We have discovered that the meaning of well-being changes as the nature of data changes, and desire for data evolves and demands for data analytics increase. We have looked at well-being as it is understood as various measurements, and the benefits of understanding well-being at scale and over time, and have witnessed how knowledge and information can be gained, but also how some meanings can be lost by these exercises. Context that ties the data to the people it is about is removed, to enable patterns to become visible at scale, and yet context is rarely accounted for in narratives of the benefits of these data and their uses.

We have seen how well-being data are data about us—they are our data.
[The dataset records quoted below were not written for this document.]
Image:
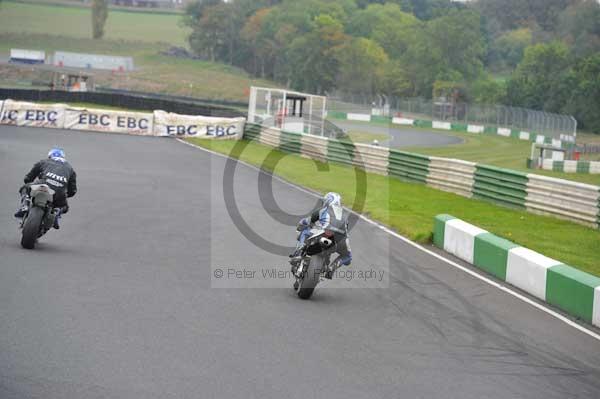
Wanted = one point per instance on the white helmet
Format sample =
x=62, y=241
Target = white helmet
x=332, y=199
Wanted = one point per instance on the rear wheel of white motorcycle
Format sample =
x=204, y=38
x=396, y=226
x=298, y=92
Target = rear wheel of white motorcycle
x=311, y=278
x=31, y=227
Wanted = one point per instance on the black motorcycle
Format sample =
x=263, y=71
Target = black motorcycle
x=314, y=262
x=40, y=214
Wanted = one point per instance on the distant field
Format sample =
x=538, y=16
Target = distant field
x=76, y=22
x=155, y=73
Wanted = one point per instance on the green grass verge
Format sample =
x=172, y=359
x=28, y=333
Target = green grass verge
x=95, y=106
x=154, y=72
x=492, y=150
x=409, y=208
x=366, y=137
x=498, y=151
x=76, y=22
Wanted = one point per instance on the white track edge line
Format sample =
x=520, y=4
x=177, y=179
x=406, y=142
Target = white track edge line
x=420, y=247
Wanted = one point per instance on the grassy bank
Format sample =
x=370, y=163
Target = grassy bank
x=409, y=208
x=76, y=22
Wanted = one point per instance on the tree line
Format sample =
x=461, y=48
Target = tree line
x=540, y=54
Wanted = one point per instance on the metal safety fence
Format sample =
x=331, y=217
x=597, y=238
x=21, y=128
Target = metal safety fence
x=441, y=109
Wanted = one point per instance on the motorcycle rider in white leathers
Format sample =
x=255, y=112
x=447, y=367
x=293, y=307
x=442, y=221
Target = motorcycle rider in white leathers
x=330, y=216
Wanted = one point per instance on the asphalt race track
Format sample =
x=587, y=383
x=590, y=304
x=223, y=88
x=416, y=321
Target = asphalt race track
x=401, y=136
x=119, y=304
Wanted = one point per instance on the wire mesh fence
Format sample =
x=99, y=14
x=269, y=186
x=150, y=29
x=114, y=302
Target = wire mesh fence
x=291, y=111
x=441, y=109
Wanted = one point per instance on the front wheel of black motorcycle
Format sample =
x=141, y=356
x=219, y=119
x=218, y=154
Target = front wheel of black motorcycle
x=31, y=227
x=311, y=278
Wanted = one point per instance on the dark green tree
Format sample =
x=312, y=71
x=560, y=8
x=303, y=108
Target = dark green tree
x=540, y=79
x=99, y=16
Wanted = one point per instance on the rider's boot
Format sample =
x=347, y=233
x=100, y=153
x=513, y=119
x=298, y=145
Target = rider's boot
x=56, y=219
x=23, y=210
x=331, y=269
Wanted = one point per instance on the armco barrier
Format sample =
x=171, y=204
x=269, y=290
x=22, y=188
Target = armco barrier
x=156, y=123
x=564, y=142
x=504, y=186
x=565, y=287
x=373, y=159
x=562, y=198
x=538, y=194
x=451, y=175
x=340, y=151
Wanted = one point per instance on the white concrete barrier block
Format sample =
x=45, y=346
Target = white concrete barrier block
x=569, y=166
x=441, y=125
x=596, y=311
x=359, y=117
x=475, y=128
x=502, y=131
x=459, y=238
x=527, y=270
x=558, y=156
x=403, y=121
They require our interactions, often our time, and are used to make decisions that are ostensibly on our behalf, but we may disagree with. We have seen how they change the workplace, how people were managed in COVID-19 and even the TV programmes we end up watching or the music we listen to. We have seen the growth of apps to track our well-being and tell us how to live better or walk more steps, and the market value of these apps increased considerably in this last decade. We have also witnessed how lucrative well-being data can be when their analysis has value to a policy sector, government or, in the case of a pandemic, the whole world.
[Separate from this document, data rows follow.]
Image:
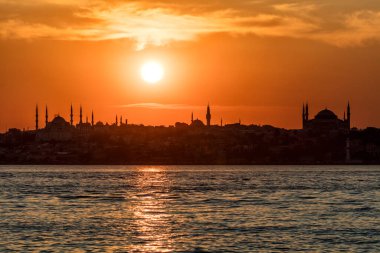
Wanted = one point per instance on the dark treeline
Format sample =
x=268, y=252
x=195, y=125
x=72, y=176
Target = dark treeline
x=234, y=144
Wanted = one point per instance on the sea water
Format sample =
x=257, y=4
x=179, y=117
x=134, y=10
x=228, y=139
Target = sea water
x=189, y=208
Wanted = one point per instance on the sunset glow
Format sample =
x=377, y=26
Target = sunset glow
x=257, y=61
x=152, y=72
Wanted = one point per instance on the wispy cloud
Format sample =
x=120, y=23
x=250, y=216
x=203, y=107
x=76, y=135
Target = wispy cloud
x=160, y=106
x=159, y=23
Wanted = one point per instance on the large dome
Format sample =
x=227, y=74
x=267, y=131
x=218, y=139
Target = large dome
x=326, y=114
x=59, y=122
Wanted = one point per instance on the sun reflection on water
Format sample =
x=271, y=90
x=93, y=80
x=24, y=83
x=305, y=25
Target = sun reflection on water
x=151, y=214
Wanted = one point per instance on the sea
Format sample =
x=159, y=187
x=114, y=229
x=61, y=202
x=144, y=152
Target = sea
x=189, y=208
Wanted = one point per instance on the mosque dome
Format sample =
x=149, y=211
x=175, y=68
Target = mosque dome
x=60, y=122
x=197, y=123
x=326, y=115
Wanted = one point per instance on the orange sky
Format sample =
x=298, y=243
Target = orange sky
x=253, y=60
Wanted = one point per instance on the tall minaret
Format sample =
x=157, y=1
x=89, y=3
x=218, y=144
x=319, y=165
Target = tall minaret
x=208, y=115
x=71, y=115
x=348, y=155
x=36, y=117
x=303, y=116
x=46, y=117
x=348, y=116
x=80, y=115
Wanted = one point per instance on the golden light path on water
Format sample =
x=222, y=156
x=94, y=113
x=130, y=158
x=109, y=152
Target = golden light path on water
x=151, y=211
x=189, y=208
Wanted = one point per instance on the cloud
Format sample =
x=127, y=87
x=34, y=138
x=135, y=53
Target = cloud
x=160, y=23
x=358, y=29
x=162, y=106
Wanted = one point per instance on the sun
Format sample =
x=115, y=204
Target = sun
x=152, y=72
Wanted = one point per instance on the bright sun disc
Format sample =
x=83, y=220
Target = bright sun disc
x=152, y=72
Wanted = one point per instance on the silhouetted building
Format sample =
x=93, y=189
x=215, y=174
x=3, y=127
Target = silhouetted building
x=208, y=115
x=36, y=117
x=197, y=123
x=56, y=130
x=325, y=120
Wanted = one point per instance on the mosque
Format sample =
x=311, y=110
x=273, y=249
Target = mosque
x=326, y=120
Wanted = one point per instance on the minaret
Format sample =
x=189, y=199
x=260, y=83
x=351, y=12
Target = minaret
x=208, y=115
x=46, y=117
x=71, y=115
x=348, y=116
x=80, y=115
x=36, y=117
x=303, y=116
x=348, y=155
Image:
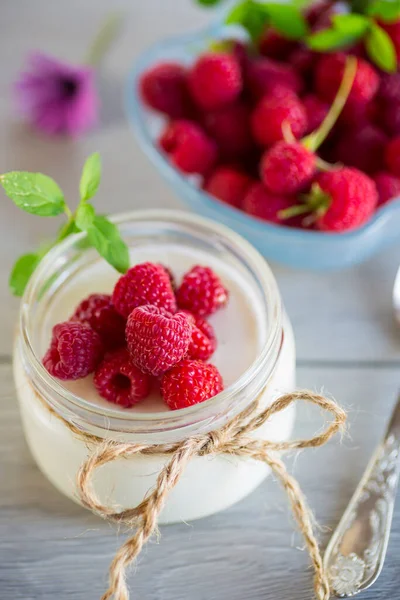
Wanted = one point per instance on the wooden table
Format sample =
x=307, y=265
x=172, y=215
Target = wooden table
x=347, y=345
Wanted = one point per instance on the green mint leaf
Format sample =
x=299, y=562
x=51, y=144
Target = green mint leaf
x=35, y=193
x=352, y=24
x=287, y=19
x=21, y=273
x=106, y=238
x=85, y=215
x=329, y=39
x=67, y=229
x=387, y=10
x=91, y=175
x=251, y=15
x=380, y=49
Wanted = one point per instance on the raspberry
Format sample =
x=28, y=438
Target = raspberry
x=389, y=117
x=287, y=168
x=352, y=198
x=388, y=113
x=275, y=45
x=119, y=381
x=392, y=156
x=163, y=88
x=393, y=30
x=272, y=112
x=201, y=292
x=170, y=274
x=359, y=114
x=228, y=184
x=203, y=343
x=388, y=187
x=329, y=74
x=145, y=283
x=157, y=340
x=215, y=80
x=362, y=148
x=316, y=111
x=98, y=311
x=189, y=148
x=75, y=351
x=303, y=61
x=389, y=88
x=230, y=128
x=265, y=205
x=263, y=75
x=189, y=383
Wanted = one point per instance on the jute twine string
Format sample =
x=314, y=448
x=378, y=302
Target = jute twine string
x=232, y=438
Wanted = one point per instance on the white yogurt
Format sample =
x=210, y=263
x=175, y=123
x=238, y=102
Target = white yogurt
x=209, y=483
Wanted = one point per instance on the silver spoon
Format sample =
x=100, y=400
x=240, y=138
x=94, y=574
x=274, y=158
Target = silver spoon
x=356, y=552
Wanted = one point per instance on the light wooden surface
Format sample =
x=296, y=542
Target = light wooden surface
x=347, y=344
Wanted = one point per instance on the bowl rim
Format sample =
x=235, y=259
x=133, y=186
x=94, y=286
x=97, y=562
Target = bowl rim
x=134, y=107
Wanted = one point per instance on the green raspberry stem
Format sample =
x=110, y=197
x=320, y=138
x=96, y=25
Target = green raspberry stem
x=312, y=142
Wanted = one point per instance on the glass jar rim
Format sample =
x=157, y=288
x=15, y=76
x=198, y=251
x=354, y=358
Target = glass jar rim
x=169, y=419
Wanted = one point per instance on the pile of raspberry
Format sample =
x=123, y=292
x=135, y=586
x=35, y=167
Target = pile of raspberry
x=226, y=119
x=149, y=333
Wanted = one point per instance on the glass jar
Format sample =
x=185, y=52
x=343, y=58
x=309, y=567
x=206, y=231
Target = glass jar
x=210, y=483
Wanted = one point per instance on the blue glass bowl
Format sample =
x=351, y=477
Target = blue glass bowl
x=297, y=248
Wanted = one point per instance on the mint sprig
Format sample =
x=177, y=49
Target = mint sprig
x=40, y=195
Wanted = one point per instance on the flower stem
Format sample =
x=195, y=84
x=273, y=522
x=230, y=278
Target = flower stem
x=103, y=40
x=313, y=141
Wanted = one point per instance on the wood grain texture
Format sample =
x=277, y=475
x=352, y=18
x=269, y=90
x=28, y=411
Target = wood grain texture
x=50, y=547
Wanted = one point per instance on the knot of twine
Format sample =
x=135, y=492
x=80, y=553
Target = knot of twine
x=233, y=438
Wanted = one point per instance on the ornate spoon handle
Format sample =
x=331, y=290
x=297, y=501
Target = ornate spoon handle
x=356, y=552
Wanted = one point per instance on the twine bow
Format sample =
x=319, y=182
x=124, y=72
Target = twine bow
x=233, y=438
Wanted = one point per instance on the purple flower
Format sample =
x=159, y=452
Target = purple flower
x=57, y=98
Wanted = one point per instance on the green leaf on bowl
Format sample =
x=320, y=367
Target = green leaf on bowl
x=251, y=15
x=345, y=30
x=380, y=48
x=385, y=10
x=287, y=19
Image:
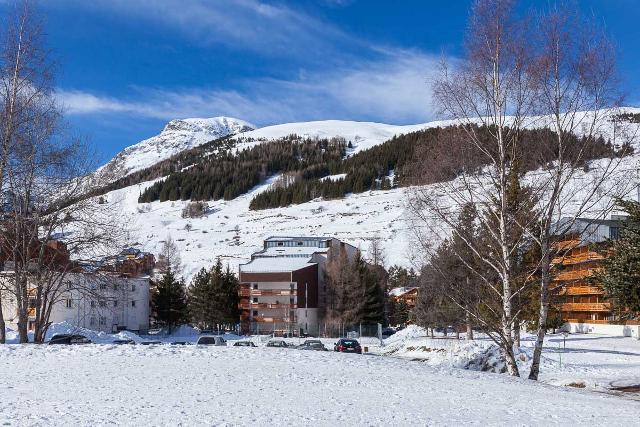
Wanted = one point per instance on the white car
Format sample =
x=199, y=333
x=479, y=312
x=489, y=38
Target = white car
x=211, y=340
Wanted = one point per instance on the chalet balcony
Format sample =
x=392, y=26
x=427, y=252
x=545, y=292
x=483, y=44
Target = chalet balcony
x=247, y=292
x=581, y=290
x=578, y=258
x=262, y=305
x=268, y=319
x=567, y=275
x=595, y=322
x=586, y=306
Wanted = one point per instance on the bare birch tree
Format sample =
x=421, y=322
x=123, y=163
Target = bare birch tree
x=578, y=94
x=490, y=88
x=42, y=184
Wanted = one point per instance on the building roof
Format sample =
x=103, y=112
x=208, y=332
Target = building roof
x=289, y=251
x=396, y=292
x=590, y=230
x=275, y=265
x=292, y=238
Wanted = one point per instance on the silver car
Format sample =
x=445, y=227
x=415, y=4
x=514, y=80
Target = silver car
x=211, y=340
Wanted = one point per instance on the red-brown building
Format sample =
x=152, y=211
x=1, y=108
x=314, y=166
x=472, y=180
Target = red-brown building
x=282, y=288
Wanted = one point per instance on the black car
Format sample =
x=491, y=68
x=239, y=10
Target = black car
x=347, y=345
x=69, y=339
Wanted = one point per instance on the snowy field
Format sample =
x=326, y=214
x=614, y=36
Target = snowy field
x=169, y=385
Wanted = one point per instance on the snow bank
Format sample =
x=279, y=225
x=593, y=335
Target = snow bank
x=478, y=355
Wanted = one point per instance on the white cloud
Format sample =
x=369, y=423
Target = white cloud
x=393, y=89
x=246, y=24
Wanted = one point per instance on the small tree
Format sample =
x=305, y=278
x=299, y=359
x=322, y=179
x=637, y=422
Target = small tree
x=169, y=302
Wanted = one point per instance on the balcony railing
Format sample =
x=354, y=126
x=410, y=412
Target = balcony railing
x=267, y=319
x=573, y=274
x=578, y=258
x=585, y=306
x=256, y=305
x=246, y=292
x=581, y=290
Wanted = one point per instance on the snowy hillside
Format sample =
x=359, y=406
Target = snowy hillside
x=362, y=135
x=231, y=231
x=177, y=136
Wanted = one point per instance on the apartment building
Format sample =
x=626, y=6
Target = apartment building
x=102, y=302
x=582, y=303
x=282, y=288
We have also found indications that despite the fact we are ‘living with data’ (Living With Data), we don’t all necessarily grasp what is happening with our data and what they do for and against us in our day-to-day lives. Unpacking various types and forms of well-being data (data about well-being) and touching on the possible impacts that data and their uses have on our own well-being, and society more generally, is crucial to grasping some of the contexts of data that get obscured. So, understanding well-being data can help us understand data better. But more than that, contextualising well-being data—discovering the whos, whats, wheres, whens, hows and whys, as well as the so whats and the what nexts—offers insight into politics and policy. It also helps us understand how research and knowledge may claim to know things, but that these claims may have limits.
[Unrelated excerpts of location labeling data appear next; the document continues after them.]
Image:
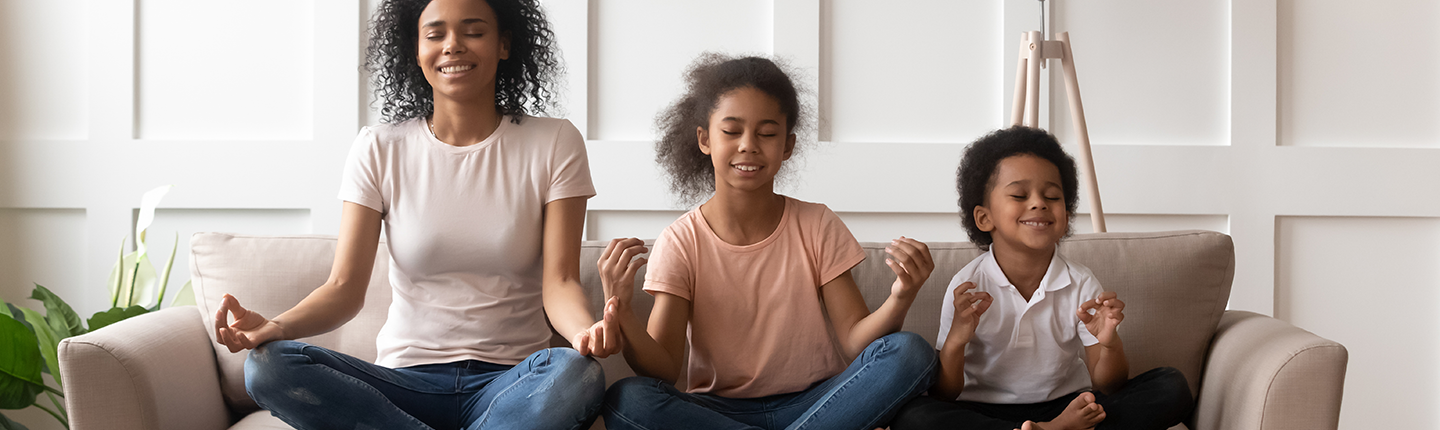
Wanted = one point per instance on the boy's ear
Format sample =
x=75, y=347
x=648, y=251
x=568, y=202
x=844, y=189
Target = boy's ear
x=504, y=46
x=789, y=147
x=703, y=137
x=982, y=219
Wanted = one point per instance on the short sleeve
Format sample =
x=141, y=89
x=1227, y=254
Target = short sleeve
x=569, y=166
x=670, y=268
x=837, y=249
x=1089, y=291
x=948, y=311
x=362, y=174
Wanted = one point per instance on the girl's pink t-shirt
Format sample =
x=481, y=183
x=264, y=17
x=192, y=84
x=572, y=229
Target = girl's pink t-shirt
x=758, y=325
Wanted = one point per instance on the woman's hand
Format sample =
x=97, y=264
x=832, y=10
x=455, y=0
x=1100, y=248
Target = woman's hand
x=618, y=266
x=249, y=328
x=910, y=261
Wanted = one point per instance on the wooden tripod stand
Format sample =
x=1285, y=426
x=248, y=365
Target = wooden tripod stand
x=1034, y=51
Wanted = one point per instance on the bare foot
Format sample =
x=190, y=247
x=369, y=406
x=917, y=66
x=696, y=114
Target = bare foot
x=1082, y=413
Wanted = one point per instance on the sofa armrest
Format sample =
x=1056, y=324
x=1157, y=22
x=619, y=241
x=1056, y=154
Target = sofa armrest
x=1266, y=374
x=150, y=371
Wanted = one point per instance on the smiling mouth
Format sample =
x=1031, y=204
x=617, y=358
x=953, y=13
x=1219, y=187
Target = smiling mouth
x=457, y=69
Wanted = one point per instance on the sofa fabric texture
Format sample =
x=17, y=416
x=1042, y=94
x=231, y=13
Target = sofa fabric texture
x=1247, y=370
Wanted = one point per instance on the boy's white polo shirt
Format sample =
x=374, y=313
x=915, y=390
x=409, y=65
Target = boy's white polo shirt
x=1024, y=351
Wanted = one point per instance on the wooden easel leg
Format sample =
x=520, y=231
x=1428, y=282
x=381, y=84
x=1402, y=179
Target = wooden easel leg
x=1082, y=135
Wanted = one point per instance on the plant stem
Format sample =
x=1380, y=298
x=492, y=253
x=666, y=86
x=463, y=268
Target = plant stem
x=55, y=414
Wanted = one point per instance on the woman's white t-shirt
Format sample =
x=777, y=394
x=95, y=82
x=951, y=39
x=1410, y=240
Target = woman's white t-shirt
x=464, y=230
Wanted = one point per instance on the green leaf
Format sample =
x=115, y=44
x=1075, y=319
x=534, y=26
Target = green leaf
x=59, y=314
x=117, y=314
x=9, y=424
x=49, y=342
x=164, y=276
x=185, y=296
x=19, y=366
x=115, y=276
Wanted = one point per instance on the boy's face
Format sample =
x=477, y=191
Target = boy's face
x=1026, y=206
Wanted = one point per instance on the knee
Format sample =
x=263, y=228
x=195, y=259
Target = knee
x=267, y=367
x=1171, y=384
x=910, y=351
x=631, y=391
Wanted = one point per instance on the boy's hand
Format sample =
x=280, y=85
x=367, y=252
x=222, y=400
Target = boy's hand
x=910, y=261
x=1109, y=311
x=968, y=309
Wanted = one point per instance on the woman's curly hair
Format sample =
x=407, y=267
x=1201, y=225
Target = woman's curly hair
x=524, y=84
x=974, y=177
x=713, y=75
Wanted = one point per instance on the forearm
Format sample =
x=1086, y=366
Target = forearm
x=566, y=307
x=1110, y=368
x=324, y=309
x=644, y=354
x=887, y=319
x=951, y=378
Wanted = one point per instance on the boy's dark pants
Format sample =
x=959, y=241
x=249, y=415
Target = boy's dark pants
x=1158, y=399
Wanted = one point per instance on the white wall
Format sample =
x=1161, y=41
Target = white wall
x=1308, y=130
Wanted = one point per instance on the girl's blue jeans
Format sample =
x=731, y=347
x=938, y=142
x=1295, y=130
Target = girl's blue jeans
x=889, y=373
x=311, y=387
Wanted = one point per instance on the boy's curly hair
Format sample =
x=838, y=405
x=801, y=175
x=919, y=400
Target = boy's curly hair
x=713, y=75
x=524, y=84
x=977, y=173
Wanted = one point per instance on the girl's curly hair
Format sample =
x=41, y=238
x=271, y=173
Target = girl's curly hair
x=978, y=166
x=524, y=84
x=709, y=78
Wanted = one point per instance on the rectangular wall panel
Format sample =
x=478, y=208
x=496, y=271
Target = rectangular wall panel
x=1371, y=284
x=1358, y=74
x=46, y=246
x=1151, y=72
x=225, y=71
x=641, y=48
x=186, y=222
x=43, y=69
x=915, y=71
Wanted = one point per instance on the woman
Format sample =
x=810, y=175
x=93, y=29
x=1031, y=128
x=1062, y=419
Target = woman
x=483, y=209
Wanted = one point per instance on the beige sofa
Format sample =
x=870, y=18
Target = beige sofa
x=1250, y=371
There are limits to the promise of data: what they can achieve for society is not always good. Technical progress in data and their handling are not always a development for good. The fetishisation of data and proof of value (as with the case studies of social and cultural policy) prove that attachments to data in society are flawed, opening up a market for data practices that shifts the relationship between researcher and data. Our attachment to ideas of novelty and innovation, as with the case of ‘the new sciences’ and Big Data also blindside us to their limits. These are a few of the growing concerns in critical data studies, but need to be a bigger concern in all studies of well-being, across social policy, social statistics, sociology, economics, psychology and so on. There is an opportunity to take what we are learning in critical data studies and well-being studies to help the social sciences consider how it might adopt a more understanding position.

We need to return to how we understand how data are understood and how they can make us a more understanding society. Context matters: where data come from, who they are for and about, where they go and for what purpose. But context matters for more than researchers and more effort should be placed on how it can improve shared understanding, and being a more understanding society. Without acknowledging the limits in capacity, or indeed possibilities for understanding, the What Next? or How can we do it better? questions will not be answered properly for well-being.